As stated, grid 5, with approximately 3 sampling points/ha, were pointed to as most indicated to be used for sampling the soil of the studied field. The grid with 2 points/ha, 1 point/ha or 0.5 point/ha were ranked as 16^{th}, 18^{th} e 20^{th}, respectively, and were not recommended for use. It is noteworthy that grid 20, which has 12 sampling points (0.5 points/ha), did not adjust to the CEC at pH 7.0, thus we avoided its use. We recommend the use of nested grids to improve sampling results when it is necessary to use sampling grids with as few sampling points as possible. If there is a need to use base grid with a few sampling points, it is recommended to use nested grids to improve sampling results.

Thus, we conclude that errors will occur when using a 0.5, 1 and 2 points/ha sampling grid. If we were to choose a 0.5 pt/ha sampling grid, mistakes would be even greater.

Studies performed by [^{19}] emphasize the need to use a larger number of sampling points per hectare.

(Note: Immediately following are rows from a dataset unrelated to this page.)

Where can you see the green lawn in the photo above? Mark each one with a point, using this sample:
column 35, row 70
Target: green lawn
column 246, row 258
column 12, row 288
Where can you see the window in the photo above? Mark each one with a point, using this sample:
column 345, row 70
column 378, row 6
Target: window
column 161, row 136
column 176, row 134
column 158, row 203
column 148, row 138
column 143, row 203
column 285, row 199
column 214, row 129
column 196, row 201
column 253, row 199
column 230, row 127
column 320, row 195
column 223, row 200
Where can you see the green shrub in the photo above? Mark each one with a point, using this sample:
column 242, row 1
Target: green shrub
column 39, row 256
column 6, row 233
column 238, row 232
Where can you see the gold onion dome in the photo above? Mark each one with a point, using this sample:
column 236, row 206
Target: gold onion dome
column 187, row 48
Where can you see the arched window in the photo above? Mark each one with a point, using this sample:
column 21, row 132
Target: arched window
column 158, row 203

They tested different sampling grids for a corn crop and their results showed the importance of carefully choosing sampling grid.

5. Conclusions

We characterized the magnitude of the spatial variability of the four soil chemical properties in all soil sampling grids except for CEC at pH 7 in grid 20. We also observed that the soil variables had spatial dependence structure, allowing us to obtain the validation parameters.

We proposed, developed and tested the Accuracy Index (AI) and Precision Index (PI) allowing us to rank the quality of the sampling grids and we used the Optimum Grid Indicator (OGI) to select the best sampling grid for each of the four soil properties.

The methodology proposed by this work allowed us to find a sampling grid that best represented the studied soil variables (grid 5, which presented approximately 3 points per hectare in a square grid). Also, we verified the difference between sampling grids, and soil variables.

The results showed that the choice of a sampling grid is critical to good performance in the application of precision agriculture techniques to the coffee crop.